Constructal law can be applied to governance with the concept of federalism, having several layers of governance. The lower or more local levels need to have some independence of decision making in order to enhance economic flows, as inputs get processed into products. A free market maximizes the work done by flows for a set of inputs, as the knowledge needed to process the flows of goods is decentralized. Knowledge itself has a tree structure, with some knowledge centralized into recorded forms, but much of the knowledge being decentralized ultimately in the minds of producers and consumers. Only you know what products are best for you, and the best use of your time and skills cannot be totally directed by others.
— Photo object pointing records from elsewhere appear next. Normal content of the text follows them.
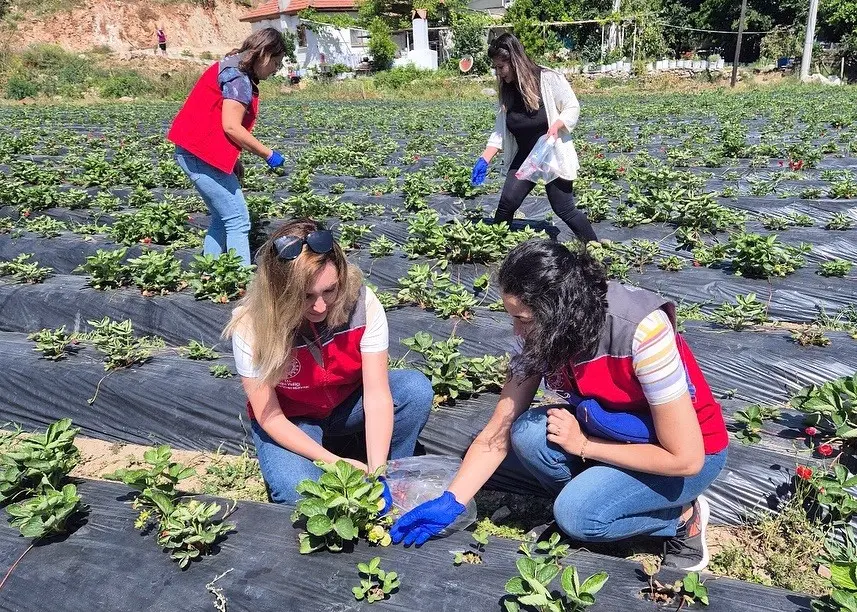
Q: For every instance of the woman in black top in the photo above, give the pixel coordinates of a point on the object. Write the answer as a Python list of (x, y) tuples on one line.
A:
[(524, 117)]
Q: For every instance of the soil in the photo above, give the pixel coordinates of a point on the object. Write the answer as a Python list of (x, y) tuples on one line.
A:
[(129, 25)]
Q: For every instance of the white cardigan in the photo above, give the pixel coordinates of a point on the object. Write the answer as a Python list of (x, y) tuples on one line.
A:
[(560, 103)]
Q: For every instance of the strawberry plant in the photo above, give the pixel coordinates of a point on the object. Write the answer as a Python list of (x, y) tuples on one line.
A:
[(472, 557), (757, 256), (530, 590), (158, 223), (219, 279), (839, 221), (220, 371), (198, 351), (381, 247), (338, 508), (452, 375), (835, 267), (116, 340), (156, 272), (106, 269), (351, 234), (23, 270), (751, 420), (188, 529), (375, 583), (671, 263), (747, 310), (810, 336), (45, 513), (831, 407), (53, 344), (30, 465)]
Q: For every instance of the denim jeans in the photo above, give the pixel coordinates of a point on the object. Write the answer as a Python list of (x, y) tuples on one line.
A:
[(230, 219), (283, 469), (604, 503)]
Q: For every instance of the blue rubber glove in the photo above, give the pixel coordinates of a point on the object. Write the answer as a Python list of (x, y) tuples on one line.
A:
[(386, 496), (275, 159), (426, 520), (480, 171)]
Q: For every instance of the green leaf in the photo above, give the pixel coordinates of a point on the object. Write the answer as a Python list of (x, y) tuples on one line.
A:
[(345, 528), (594, 583), (319, 525), (526, 567), (843, 575), (515, 586)]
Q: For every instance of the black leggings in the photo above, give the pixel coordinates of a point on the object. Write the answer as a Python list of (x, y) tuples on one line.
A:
[(560, 194)]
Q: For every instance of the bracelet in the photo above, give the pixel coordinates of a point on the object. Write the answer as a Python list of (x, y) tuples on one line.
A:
[(583, 450)]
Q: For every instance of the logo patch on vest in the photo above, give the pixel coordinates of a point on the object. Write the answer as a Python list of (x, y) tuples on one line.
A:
[(294, 369)]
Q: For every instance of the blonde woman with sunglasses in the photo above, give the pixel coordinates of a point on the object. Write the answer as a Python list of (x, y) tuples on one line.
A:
[(310, 343)]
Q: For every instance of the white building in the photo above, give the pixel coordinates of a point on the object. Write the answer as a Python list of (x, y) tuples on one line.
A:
[(316, 44)]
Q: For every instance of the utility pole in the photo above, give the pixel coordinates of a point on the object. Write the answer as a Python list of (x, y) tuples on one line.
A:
[(738, 42), (808, 42)]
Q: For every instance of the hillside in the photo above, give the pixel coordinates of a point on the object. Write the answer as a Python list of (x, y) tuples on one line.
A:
[(128, 25)]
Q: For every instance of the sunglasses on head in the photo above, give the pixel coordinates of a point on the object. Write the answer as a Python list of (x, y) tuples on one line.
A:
[(289, 247)]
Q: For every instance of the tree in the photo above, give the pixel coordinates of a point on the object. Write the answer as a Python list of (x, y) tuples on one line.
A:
[(468, 38), (381, 45)]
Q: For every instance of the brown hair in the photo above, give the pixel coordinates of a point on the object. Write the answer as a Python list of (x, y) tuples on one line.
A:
[(527, 73), (269, 316), (261, 45)]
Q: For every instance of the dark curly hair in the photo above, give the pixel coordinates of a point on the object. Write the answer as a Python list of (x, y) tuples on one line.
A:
[(567, 292)]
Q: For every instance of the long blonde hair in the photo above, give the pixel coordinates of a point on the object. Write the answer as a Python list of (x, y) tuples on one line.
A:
[(509, 49), (271, 313)]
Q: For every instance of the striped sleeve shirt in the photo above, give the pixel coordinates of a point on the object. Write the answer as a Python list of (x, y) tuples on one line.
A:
[(657, 363)]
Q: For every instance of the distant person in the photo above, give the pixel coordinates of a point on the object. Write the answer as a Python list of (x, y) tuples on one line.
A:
[(214, 126), (162, 40), (310, 343), (534, 101)]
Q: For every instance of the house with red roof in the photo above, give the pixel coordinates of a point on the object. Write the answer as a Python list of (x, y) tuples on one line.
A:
[(316, 43)]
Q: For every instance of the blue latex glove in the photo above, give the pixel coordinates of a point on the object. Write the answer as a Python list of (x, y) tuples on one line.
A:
[(426, 520), (386, 496), (275, 159), (480, 171)]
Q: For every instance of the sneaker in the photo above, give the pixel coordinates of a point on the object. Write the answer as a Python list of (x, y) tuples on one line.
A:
[(687, 550)]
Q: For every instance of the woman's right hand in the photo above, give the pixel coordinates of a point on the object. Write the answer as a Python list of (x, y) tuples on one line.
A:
[(480, 171)]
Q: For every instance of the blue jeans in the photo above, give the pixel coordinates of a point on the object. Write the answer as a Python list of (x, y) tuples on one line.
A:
[(604, 503), (230, 219), (283, 469)]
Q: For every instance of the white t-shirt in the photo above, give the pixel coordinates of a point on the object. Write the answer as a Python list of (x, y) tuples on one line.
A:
[(376, 338)]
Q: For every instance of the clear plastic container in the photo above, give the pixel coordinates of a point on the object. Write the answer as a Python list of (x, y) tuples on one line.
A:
[(541, 163), (414, 480)]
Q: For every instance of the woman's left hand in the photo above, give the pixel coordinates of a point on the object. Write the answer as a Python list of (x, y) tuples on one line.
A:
[(553, 130), (564, 430)]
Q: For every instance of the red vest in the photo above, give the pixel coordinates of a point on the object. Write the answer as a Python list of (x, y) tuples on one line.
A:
[(198, 127), (609, 377), (311, 389)]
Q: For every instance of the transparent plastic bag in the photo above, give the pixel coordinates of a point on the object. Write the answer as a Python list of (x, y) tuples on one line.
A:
[(414, 480), (541, 163)]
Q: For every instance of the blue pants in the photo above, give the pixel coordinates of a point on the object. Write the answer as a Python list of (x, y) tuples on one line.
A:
[(230, 219), (283, 469), (604, 503)]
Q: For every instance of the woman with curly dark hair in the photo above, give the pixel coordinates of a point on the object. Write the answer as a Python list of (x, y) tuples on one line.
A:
[(641, 436)]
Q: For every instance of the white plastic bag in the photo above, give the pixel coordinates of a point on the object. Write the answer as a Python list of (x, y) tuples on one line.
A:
[(541, 163), (414, 480)]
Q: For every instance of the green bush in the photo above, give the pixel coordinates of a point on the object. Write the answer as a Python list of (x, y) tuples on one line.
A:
[(399, 77), (118, 85), (381, 45), (19, 87)]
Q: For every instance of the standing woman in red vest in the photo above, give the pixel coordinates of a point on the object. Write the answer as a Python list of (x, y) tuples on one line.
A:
[(310, 343), (612, 352), (215, 125)]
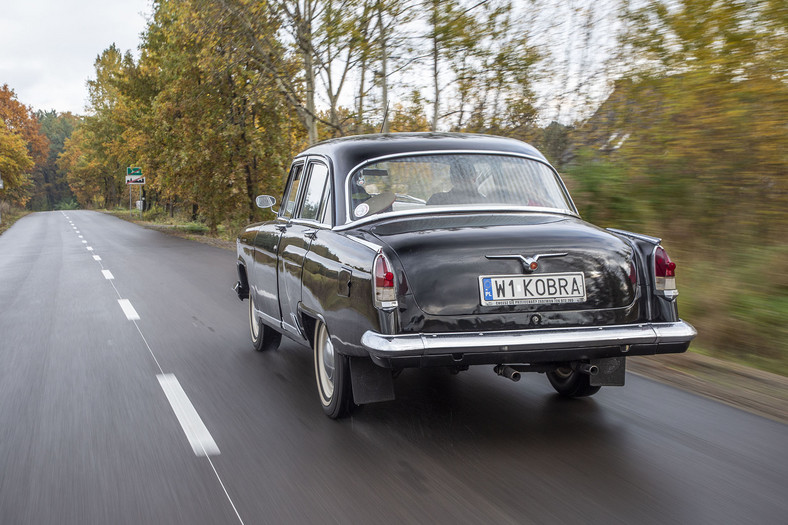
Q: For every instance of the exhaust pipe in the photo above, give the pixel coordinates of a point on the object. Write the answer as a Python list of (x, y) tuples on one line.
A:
[(508, 372), (585, 368)]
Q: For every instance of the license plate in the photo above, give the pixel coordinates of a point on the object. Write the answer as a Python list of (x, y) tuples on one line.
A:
[(532, 289)]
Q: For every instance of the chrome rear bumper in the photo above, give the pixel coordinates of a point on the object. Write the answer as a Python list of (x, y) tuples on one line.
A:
[(532, 345)]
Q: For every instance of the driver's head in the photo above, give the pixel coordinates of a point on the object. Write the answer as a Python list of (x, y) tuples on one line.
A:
[(462, 176)]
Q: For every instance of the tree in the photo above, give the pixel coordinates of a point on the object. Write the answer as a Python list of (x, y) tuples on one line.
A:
[(15, 165), (51, 186), (705, 108), (23, 146)]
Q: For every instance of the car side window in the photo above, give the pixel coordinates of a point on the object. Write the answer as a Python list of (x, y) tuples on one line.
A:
[(292, 191), (315, 191)]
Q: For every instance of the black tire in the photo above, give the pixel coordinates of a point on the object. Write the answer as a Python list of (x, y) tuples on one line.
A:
[(332, 373), (263, 337), (570, 383)]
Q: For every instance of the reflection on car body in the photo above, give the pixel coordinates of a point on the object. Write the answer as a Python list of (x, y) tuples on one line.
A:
[(449, 250)]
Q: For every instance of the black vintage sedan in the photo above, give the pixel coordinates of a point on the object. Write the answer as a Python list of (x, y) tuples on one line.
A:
[(412, 250)]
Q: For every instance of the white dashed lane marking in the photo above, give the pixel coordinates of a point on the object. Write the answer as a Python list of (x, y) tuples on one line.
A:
[(131, 313), (196, 432)]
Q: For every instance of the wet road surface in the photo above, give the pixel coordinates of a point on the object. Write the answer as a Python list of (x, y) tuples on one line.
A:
[(98, 316)]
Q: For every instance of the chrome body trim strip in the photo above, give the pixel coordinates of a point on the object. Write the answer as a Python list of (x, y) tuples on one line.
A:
[(370, 245)]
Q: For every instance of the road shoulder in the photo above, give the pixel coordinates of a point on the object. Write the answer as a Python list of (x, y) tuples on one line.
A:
[(746, 388)]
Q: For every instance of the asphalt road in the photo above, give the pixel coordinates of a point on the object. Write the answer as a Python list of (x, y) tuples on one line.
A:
[(88, 434)]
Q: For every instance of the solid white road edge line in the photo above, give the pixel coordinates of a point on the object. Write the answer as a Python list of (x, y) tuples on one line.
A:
[(131, 313), (200, 439)]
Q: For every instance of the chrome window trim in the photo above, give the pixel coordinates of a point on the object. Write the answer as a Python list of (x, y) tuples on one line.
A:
[(440, 210), (368, 244), (642, 237), (348, 204)]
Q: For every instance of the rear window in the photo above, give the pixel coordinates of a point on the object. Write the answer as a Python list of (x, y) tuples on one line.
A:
[(456, 181)]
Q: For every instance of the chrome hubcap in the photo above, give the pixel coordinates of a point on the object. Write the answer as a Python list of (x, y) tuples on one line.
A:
[(325, 365)]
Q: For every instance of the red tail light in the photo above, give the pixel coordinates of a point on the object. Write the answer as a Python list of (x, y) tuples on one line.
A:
[(385, 291), (664, 271)]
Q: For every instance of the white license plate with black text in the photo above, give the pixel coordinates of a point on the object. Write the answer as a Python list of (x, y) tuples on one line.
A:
[(532, 289)]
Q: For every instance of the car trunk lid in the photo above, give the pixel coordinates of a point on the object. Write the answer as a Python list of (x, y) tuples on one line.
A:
[(475, 264)]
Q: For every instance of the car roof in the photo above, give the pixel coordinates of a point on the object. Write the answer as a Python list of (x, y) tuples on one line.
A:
[(346, 153), (356, 149)]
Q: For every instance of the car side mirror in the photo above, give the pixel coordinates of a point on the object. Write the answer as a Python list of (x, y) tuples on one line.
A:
[(265, 201)]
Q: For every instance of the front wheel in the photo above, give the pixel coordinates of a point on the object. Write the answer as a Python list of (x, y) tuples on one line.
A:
[(570, 383), (332, 373), (263, 337)]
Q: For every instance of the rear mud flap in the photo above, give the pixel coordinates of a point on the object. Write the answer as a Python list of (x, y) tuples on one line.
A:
[(371, 383), (611, 371)]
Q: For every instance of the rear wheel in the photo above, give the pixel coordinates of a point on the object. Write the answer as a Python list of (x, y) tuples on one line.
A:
[(570, 383), (332, 373), (263, 337)]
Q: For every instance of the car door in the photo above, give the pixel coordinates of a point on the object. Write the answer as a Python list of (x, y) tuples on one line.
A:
[(266, 251), (309, 212)]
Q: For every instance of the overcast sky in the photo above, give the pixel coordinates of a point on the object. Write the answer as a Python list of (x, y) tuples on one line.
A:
[(48, 47)]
Optimal public finance can operate constructally with two principles. First, maximize the flow of revenues for collective goods by avoiding taxes on the inputs and on the outputs. That implies that there be no tax on the flow of labor, no tax on the value added by production, and no tax on the products. Instead, public revenue should be based on the potential flow of the surplus from production, and that surplus is land rent, which flows from the resources of nature.
Constructal law implies that the flow of rent not be collected by the central government of a large economy, nor by small neighborhoods. Like a tree that has both branches and roots attached to the trunk, optimal public finance proposes that the land rent flow from the roots, the residential and commercial title holders, up to the trunk, the county-level governance. From the county the funds would flow up to the state or provincial level, and from there to the federal or national government.
In an interview with The Freeman magazine, Bejan said that freedom promotes better designs, because constraints limit evolution towards better flows. Acts which are coercively harmful hamper the voluntary flow of human action. Therefore, governance can promote the flows of social and economic action by not restricting or taxing peaceful and honest human action.
Government should also avoid subsidies that alter the market prices of goods and profits of firms, since these also interfere with freely-chosen flows. The public goods provided by government become a subsidy to land rent, when that rent is not paid back to the providers. Constructal public finance implies that the flow of rent generated by governmental goods be returned to its source, creating a circular flow like the rain that falls on water and is then evaporated back into the air.
The prescription for a prosperous economy discovered by the French Economists of the 1700s and explained by Henry George in the 1800s is that which best implements constructal public finance: free trade and public revenue from land rent.